Step 2: Ensure Regenerative Cultivation
Make sure that the cacao is raised on biodiverse farms that regenerate the land as they grow the food, not destroy the land. All of our farms practice organic agroforestry and polyculture, meaning that they use only traditional growing techniques without modern fertilizers, grow their cacao within the existing forest so as to not strip the soil of vital nutrients, and grow amongst other plants including tropical fruits and flowers, which impart their own aromatics on the cacao through nutrient exchange in the soil. This is an extremely costly and time-intensive way of doing things that is completely absent from most commercially-available cacao products. However, the nutrition, flavor, and soil regeneration this farming standard brings results in unparalleled cacao quality. Furthermore, raising cacao in this fashion protects the biome of other non-human forest-dwellers, as well as maintaining the land for future subsistence living.

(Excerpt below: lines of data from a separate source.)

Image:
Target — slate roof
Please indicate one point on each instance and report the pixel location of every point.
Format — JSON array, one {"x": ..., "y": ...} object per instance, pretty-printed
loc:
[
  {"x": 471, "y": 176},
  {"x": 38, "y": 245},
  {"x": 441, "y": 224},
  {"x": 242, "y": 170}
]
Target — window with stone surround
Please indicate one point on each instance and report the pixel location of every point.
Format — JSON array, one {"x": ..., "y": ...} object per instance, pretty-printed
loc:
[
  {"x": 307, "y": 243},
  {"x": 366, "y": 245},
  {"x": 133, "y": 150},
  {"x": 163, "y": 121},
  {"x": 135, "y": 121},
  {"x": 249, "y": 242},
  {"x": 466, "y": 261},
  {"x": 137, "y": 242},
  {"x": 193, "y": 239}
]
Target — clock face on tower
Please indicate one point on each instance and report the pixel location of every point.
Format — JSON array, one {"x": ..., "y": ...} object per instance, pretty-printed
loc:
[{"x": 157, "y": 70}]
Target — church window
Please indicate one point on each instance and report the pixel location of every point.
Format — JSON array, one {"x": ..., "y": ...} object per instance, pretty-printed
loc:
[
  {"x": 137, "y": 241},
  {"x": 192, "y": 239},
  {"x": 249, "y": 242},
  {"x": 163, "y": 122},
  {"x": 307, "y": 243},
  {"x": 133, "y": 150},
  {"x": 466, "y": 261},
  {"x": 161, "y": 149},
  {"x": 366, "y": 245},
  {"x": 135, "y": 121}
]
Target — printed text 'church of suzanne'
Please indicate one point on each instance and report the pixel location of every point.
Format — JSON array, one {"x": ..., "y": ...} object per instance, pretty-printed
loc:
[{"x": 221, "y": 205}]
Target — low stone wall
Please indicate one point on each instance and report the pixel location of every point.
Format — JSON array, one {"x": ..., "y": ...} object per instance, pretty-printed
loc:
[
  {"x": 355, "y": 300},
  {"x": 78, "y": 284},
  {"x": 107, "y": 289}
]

Step 3: Ensure Equity in Production
Treat all workers in the value-chain with respect. We are direct-trade partners with all of our producers. We pay above-fairtrade prices for their crop and give back through direct-cash profit sharing and community initiatives to aid in the development of their farms and general infrastructure. Where ceremonial-grade seeks to ensure quality and nurture the land, it also seeks to nurture all the hands that participate in the process. This means that every farmer and every worker, all the way to the mailperson who picks it up from our store. is included as a valued link in an unbroken chain of respect, fairness, and gratitiude. The chain ends with you, completing the cycle of intention from plant to person.
Step 4: Enjoy The Cacao with Intention
As the chain ends with you, the final fulfillment of the ceremonial-grade intention is that the cacao is taken in as a vital force, a food to nourish your body, mind, and spirit. All the hands of the process intend for the cacao to be taken as an impactful food to increase your holistic wellness—whether nutritionally, spiritually, or socially. We only ask that you sip your cup with your own intention, whether gratitude for the food, itself, or with some other personal goal in mind. A moment for ceremonial cacao is a moment to connect to your world, to yourself, and to those around you. Enjoy!
How Is Ceremonial-Cacao Made?
Ceremonial-grade Cacao is produced in five steps:
These cacao trees are old—very old. Befitting the respect of any elder, great care is put into maintaining the health of the tree. Organic, biodynamic farming practices (practices that regenerate the soil instead of stripping it of nutrients) in a polyculture system (a system in which multiple different plant types grow amongst each other) ensure that the land and the plants, animals, and insects that depend on it stay healthy well into the future.
Once harvested, the cacao beans are transferred to fermentation boxes, where their recognizable “chocolatey” flavor develops. Ceremonial-grade beans are fermented carefully to develop their aromatic flavor while maintaining their nutrient density.
Once fermentation is complete, the cacao beans are layed out on shaded mats to air dry. They are turned often so that moisture can escape completely and no mold can develop.
When completely dry, ceremonial-grade beans are roasted at a low heat to maintain their subtle aroma and nutritional abundance. Care is taken to roast the beans just long enough to develop a complete flavor profile without reaching the high temperatures at which antioxidants break down.
Finally, the beans are winnowed to take the shells off, then ground with stone wheels or rollers to create an incorporated cacao paste.